Though this phrase might not actually be an ancient Chinese curse, it still could be in the legal world. Such new provisions raise a lot of interesting and important questions. What should the structure and rules be? How do you encourage intermediaries to participate? Do you encourage everyone to behave? How will the SEC and state “blue sky” regulators uncover and prosecute fraud? How do you preserve investor confidence, the cornerstone of capital markets? The discussion is rich and ongoing.
Remember that this bill was fiercely opposed by the SEC, old-time securities lawyers, state securities regulators, and the investor protection community. Companies (or potential ones—crowdfunding might attract whole new categories of organizations, depending on the extent to which the legal niceties are observed) will have to think hard about how they are going to use the new freedoms in raising money and even soliciting investment. After all, this is an industry that relies on precedents, accepted practice, and an overall conservative attitude towards adopting new things. No one wants to open themselves up to interesting new types of liability.

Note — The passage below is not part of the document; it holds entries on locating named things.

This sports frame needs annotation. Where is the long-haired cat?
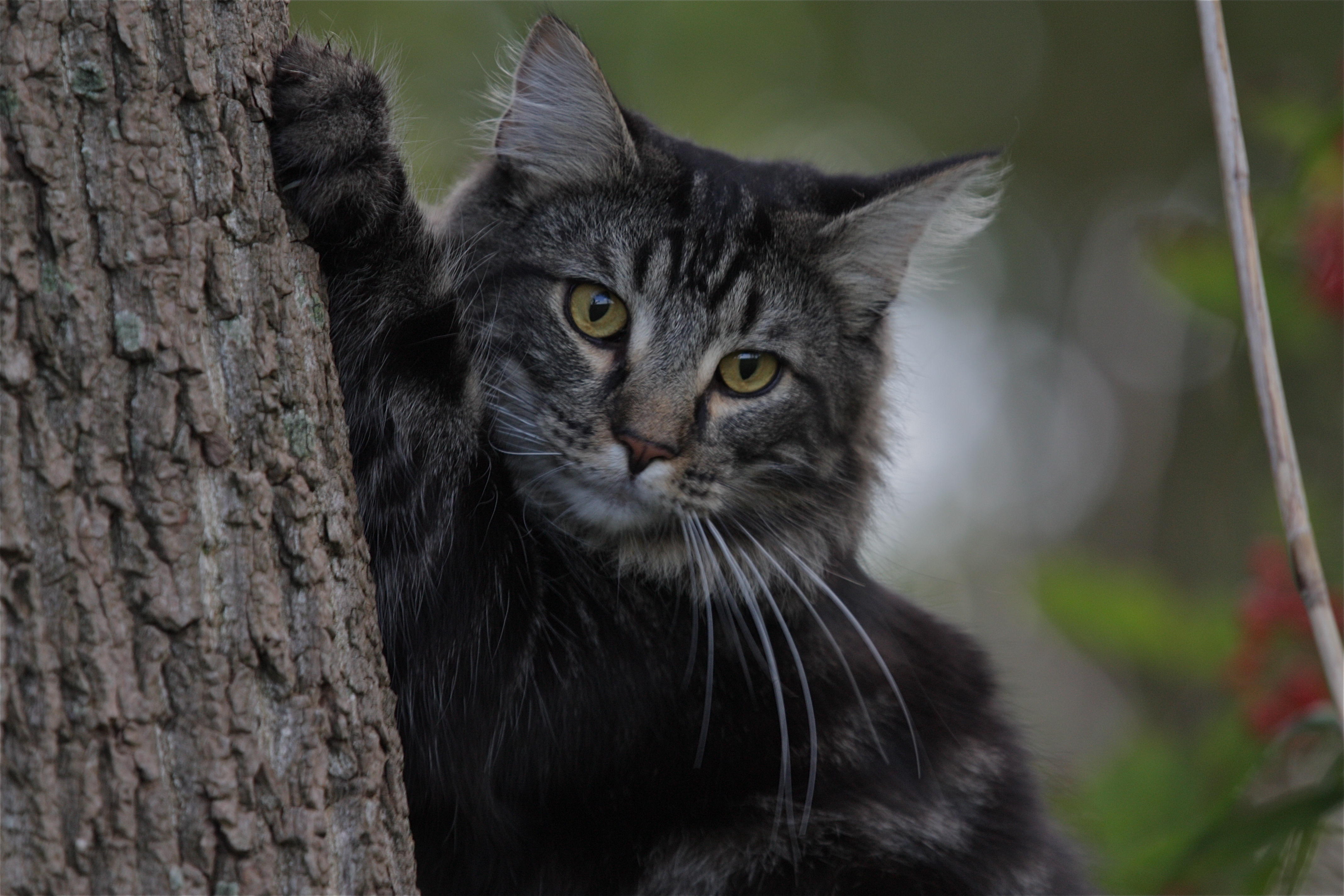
[273,18,1083,893]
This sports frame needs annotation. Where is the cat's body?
[273,20,1082,893]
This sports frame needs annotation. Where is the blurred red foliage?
[1301,201,1344,317]
[1229,540,1344,740]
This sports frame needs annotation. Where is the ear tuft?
[495,16,637,183]
[821,153,1004,332]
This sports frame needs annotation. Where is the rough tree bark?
[0,0,414,895]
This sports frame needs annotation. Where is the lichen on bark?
[0,0,414,893]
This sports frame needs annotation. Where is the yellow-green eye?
[570,283,630,339]
[719,352,780,394]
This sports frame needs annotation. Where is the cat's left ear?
[495,16,638,184]
[821,153,1003,333]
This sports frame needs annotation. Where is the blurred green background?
[290,0,1344,893]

Expert opinion is already reflecting this uncertainty. Take John C. Coffee, Jr., the Adolf A. Berle Professor of Law at Columbia University Law School, who had some ideas about how to mitigate the risks inherent in this act. In comments to the U.S. Senate, he outlined what he thought was at stake:
Failure to adopt this approach (or some similar variant) would likely mean that every barroom in America could become a securities market, as some unregistered salesman, vaguely resembling Danny DeVito, could set up shop to market securities under the “crowdfunding exemption.” Under the current version of S.1791, such a person could open his laptop on the bar, show slides of a half dozen companies to the bar’s patrons, and solicit sales. This will create few jobs (except for dubious unregistered salesmen) and much fraud.
Coffee offers concrete and constructive criticism of the law, as well as some solutions. Still, you can often identify poorly crafted laws by the bad metaphors that revolve around them.
Remember That Danny DeVito Has Produced Some Very Successful Films
Despite these (very valid) concerns, there are some contravening points to consider. First, of all, the rules for crowdfunding are not set. The SEC was given 270 days to finalize them. Amendments have already been included to reduce the risks posed by crowdfunding, offering investors more protections while holding start-ups and intermediaries more accountable.
Second, no one can claim that U.S. regulation makes it easy for smaller companies. The IPO market in this summer of 2012 has largely dried up—and small- and mid-cap companies have been relatively scarce in the public funding game since the dot-com crash. Efforts to make it easier for these companies to attract capital should be encouraged.
Third, early innovations in this space have met with success, allowing small businesses to access pools of money totally outside of Wall Street. An online equity crowdfunding platform called Launcht has met with success, and a donation-based funding platform called Kickstarter has attracted $346 million in pledges to fund creative projects. That might not be a lot of money in terms of the larger market, but it’s certainly interesting—in a good way.
The Real Law Lesson: Stay Smart on JOBS
F. Scott Fitzgerald said that “the test of a first-rate intelligence is the ability to hold two opposing ideas in mind at the same time and still retain the ability to function.” That is exactly what lawyers will have to do when it comes to the JOBS Act. They will have to prepare for the fraud, rule-breaking, and market uncertainty that this law will inevitably cause. They will also have to identify and understand the exciting opportunities that are now presented. Despite early successes in crowdfunding, donations remain very different from investments. The losses and the gains for American businesses under the JOBS Act might both be great. We’ll know more in about five years.
In the end, the jobs created by the JOBS Act may be exclusively for lawyers. Either way, it’s going to be interesting.